O diálogo é um convite à conversão de todos os participantes, à transformação dos interlocutores. Não se dialoga quando se está, apenas, interessado em fazer a apologia das próprias convicções sem espaço para acolher as dos outros. O processo de diálogo não deve ficar só por uma revisão de ideias. Deve levar a uma revisão de vida: aprender a viver a humanidade de todos nas diferenças do ser humano.

O desafio é transformar os inimigos em aliados, em cooperantes. Será esse o bom fruto de um diálogo autêntico. Não implica uma renúncia aos direitos nem uma fuga aos deveres dos interlocutores. Não é uma anulação das diferenças que tecem identidades. As diferenças não limitam. É a partir do seu aprofundamento que encontraremos o caminho para a universalidade humana.

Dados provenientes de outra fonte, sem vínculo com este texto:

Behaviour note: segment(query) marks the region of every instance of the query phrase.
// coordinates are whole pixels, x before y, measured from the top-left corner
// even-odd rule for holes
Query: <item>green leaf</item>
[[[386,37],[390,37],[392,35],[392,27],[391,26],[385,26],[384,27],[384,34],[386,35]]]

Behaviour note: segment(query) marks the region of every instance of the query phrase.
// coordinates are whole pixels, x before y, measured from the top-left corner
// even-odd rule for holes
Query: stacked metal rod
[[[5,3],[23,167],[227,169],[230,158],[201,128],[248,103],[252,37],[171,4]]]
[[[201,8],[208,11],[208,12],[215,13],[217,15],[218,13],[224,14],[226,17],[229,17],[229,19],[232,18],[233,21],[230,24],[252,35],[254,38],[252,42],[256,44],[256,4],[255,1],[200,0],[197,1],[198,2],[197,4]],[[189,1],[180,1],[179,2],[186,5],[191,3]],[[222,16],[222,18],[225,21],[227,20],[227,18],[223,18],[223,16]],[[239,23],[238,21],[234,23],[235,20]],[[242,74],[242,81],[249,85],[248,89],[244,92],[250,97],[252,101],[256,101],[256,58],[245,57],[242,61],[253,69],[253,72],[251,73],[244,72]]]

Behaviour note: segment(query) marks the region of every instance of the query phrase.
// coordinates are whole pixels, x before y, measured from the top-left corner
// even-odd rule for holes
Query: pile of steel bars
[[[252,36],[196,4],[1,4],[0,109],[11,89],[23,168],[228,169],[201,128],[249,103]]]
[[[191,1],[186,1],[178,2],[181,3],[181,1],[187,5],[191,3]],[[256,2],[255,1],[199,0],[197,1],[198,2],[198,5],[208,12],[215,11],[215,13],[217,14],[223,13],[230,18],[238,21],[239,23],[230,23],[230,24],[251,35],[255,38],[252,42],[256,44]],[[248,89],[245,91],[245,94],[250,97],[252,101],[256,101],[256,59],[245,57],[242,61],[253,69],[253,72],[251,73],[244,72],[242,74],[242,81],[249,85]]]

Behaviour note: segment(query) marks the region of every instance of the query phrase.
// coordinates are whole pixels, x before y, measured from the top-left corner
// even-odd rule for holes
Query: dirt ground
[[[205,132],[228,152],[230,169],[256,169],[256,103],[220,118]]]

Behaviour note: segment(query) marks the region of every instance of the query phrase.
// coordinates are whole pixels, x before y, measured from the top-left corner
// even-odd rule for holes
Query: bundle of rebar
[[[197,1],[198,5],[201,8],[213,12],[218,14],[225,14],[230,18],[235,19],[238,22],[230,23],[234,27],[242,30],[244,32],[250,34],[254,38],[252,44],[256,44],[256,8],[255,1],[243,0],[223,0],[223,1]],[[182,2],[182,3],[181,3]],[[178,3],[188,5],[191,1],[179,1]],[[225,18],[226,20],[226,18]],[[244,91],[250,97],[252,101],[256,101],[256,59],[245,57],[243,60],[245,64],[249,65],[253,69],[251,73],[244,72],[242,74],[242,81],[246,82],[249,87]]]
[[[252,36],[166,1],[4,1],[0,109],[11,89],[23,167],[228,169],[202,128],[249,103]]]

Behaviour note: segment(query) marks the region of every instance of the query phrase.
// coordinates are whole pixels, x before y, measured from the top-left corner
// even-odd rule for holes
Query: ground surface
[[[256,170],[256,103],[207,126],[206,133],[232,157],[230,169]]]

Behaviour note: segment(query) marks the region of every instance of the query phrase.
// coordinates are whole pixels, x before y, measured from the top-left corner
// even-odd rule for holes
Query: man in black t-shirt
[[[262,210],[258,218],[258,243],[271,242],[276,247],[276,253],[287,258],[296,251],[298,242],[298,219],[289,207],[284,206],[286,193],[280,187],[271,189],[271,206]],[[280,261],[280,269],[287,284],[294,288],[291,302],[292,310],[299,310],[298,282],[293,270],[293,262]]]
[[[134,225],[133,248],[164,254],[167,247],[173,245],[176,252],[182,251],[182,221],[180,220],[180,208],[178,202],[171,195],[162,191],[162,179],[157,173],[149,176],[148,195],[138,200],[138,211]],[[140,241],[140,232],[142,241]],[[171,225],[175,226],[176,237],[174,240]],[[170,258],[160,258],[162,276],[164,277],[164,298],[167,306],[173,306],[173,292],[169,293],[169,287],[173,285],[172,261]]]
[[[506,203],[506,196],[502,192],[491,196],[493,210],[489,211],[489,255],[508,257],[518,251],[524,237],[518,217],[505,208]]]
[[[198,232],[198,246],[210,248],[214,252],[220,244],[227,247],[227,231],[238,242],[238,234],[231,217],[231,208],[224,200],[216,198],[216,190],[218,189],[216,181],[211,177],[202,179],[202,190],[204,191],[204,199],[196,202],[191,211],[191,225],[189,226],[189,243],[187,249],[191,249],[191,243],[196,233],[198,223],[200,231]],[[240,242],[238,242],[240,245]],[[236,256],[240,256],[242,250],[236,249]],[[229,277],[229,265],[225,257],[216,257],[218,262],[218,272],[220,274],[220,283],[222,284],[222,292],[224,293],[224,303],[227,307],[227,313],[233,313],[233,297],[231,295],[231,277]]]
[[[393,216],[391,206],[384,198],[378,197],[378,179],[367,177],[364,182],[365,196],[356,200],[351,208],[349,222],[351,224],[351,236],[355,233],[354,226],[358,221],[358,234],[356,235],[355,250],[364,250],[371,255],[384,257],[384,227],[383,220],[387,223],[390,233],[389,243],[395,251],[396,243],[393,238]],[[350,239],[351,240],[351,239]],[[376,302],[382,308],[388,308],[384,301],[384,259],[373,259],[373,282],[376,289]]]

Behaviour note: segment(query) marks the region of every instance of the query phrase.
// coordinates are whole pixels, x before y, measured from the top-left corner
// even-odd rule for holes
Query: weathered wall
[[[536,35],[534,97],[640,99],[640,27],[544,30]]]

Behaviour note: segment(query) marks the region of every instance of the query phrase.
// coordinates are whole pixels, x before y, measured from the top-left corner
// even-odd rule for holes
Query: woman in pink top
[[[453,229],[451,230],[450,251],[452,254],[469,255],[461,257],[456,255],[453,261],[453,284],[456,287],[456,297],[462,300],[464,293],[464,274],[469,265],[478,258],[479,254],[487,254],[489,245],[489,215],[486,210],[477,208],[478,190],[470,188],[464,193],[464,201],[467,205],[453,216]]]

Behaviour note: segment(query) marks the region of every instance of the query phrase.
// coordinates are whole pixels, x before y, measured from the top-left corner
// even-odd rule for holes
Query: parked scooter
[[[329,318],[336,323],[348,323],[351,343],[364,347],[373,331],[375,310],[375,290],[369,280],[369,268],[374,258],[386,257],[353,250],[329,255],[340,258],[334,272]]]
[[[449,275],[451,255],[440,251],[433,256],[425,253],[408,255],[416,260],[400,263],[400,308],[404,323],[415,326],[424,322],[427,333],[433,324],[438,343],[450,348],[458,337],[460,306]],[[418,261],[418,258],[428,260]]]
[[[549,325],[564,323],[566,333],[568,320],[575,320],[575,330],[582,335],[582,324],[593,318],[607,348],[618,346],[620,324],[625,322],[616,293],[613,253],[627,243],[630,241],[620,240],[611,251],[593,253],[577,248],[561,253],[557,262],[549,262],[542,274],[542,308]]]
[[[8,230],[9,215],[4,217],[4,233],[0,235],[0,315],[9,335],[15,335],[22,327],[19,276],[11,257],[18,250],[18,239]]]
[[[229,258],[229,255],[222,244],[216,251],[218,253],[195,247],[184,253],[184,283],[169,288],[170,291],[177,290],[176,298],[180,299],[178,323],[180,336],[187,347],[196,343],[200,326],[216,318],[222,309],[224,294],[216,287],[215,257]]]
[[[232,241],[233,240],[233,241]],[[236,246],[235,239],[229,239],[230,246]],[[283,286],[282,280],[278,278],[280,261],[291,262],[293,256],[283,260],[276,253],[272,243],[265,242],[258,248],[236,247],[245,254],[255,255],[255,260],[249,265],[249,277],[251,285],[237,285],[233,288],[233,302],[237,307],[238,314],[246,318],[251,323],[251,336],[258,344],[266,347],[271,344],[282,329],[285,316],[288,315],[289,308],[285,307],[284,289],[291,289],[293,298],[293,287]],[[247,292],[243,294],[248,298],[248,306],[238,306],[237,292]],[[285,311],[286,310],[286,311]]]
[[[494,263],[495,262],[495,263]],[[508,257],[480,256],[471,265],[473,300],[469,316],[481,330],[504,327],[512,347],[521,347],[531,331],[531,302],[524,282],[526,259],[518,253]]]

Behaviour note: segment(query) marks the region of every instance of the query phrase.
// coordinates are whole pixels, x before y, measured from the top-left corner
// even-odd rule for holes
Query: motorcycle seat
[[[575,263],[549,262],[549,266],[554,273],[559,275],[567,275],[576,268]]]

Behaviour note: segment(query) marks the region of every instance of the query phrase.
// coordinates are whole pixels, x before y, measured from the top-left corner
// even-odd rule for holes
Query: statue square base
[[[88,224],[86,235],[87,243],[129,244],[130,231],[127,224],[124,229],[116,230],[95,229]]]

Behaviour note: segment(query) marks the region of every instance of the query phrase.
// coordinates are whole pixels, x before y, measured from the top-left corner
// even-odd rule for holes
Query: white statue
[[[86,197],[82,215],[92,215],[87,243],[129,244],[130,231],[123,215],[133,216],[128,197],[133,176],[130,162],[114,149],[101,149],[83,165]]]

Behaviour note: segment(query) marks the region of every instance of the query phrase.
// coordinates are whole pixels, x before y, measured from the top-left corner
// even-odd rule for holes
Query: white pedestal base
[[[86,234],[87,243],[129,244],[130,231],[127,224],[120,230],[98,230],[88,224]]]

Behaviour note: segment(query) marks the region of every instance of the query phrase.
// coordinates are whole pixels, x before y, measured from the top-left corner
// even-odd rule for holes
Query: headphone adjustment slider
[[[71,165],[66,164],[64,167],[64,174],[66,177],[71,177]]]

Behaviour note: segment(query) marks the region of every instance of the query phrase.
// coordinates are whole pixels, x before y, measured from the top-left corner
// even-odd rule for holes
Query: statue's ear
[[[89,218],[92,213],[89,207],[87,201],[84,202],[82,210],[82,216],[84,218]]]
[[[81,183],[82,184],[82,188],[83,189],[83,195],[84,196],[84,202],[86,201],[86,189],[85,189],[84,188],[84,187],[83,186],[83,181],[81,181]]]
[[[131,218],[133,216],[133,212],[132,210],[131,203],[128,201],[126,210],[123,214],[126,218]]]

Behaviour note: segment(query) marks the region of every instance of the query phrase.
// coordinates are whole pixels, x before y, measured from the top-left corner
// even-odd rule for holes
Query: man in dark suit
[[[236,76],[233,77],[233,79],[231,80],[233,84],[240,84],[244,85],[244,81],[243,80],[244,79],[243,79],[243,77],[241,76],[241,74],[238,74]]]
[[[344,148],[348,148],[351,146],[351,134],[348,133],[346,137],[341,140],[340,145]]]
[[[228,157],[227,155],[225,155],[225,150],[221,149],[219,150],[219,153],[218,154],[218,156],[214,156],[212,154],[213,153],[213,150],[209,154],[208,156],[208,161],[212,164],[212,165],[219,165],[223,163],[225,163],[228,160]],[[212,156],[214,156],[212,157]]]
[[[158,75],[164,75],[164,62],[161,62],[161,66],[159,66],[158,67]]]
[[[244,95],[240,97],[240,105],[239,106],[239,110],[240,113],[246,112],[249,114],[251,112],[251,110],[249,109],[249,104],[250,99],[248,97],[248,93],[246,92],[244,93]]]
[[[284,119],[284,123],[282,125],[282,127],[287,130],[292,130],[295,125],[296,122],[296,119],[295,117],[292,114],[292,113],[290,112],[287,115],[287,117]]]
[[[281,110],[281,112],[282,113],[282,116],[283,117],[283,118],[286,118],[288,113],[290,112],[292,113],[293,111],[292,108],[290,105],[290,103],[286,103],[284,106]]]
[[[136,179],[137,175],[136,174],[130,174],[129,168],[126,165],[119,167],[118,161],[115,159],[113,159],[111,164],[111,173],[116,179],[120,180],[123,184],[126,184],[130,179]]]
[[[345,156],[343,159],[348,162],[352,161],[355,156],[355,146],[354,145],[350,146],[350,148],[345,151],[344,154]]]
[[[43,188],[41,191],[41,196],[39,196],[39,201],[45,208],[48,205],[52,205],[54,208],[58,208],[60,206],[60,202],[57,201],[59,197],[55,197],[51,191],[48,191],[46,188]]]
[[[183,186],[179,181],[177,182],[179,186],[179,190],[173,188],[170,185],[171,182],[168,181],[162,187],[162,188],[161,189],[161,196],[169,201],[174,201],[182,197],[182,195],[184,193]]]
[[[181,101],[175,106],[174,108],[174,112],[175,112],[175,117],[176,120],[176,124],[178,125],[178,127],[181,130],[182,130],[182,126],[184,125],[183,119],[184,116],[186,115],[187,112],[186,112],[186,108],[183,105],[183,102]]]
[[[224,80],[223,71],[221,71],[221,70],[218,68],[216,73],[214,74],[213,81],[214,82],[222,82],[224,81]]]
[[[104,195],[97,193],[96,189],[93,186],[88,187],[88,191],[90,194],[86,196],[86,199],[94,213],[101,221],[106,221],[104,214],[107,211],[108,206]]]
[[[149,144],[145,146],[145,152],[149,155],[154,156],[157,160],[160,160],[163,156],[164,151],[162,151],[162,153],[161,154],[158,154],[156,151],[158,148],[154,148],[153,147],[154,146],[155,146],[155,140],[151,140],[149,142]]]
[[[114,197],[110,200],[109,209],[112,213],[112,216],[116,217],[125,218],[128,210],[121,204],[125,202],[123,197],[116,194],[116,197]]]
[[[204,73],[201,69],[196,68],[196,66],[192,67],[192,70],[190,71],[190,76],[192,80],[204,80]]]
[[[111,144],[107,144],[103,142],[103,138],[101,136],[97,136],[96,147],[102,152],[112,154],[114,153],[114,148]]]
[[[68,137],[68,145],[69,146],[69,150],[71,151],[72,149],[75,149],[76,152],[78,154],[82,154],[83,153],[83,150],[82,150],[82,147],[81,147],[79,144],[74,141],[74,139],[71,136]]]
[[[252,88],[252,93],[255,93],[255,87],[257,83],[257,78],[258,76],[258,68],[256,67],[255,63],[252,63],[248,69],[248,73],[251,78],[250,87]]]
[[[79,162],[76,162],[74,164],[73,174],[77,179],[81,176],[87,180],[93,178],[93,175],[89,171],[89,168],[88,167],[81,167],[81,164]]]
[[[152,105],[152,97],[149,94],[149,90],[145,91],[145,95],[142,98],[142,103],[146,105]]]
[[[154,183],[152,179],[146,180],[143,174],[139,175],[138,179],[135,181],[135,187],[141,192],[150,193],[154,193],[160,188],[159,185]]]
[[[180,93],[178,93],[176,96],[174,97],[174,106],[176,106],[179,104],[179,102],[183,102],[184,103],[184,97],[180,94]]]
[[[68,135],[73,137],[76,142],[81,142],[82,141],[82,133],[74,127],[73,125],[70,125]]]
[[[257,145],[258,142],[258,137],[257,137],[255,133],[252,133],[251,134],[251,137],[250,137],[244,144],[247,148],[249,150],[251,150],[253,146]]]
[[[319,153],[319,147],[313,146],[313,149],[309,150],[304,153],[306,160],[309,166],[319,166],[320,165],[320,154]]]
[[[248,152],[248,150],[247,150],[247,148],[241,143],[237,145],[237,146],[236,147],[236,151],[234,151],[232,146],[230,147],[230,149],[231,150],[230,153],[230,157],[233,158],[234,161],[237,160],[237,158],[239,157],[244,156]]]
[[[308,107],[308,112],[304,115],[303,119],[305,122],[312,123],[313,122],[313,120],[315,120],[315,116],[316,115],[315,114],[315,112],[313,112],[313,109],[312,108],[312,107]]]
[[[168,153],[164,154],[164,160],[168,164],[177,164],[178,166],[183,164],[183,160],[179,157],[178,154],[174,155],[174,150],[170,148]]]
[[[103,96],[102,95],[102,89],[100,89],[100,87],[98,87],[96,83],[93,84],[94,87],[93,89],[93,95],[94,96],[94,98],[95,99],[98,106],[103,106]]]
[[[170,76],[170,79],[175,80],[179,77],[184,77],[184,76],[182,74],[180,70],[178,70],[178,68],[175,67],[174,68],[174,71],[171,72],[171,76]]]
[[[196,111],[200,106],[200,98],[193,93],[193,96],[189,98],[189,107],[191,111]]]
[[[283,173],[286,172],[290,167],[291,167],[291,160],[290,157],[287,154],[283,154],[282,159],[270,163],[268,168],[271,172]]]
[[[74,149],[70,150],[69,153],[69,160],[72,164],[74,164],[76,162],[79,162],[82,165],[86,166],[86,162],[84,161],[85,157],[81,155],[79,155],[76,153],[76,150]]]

Foi traduzido, de Jonathan Sacks, um judeu ortodoxo, Rabino-Chefe das Congregações Hebraicas Unidas do Commonwealth desde Setembro de 1991, um livro que procura indicar, a partir da tradição judaica, como evitar o choque das civilizações (1): «Deus, o criador da humanidade, depois de fazer uma aliança com toda ela, vira-se para um povo e ordena-lhe que seja diferente, a fim de ensinar a humanidade a dar espaço à diferença. Deus pode por vezes ser encontrado no outro, aquele que não é como nós».

Para o autor, «o maior antídoto para a violência é o diálogo: deixar falar os nossos medos, escutar os medos dos outros e, nesta partilha de vulnerabilidades, descobrir a génese da esperança».

Boas férias, com novas e boas descobertas. E até Setembro.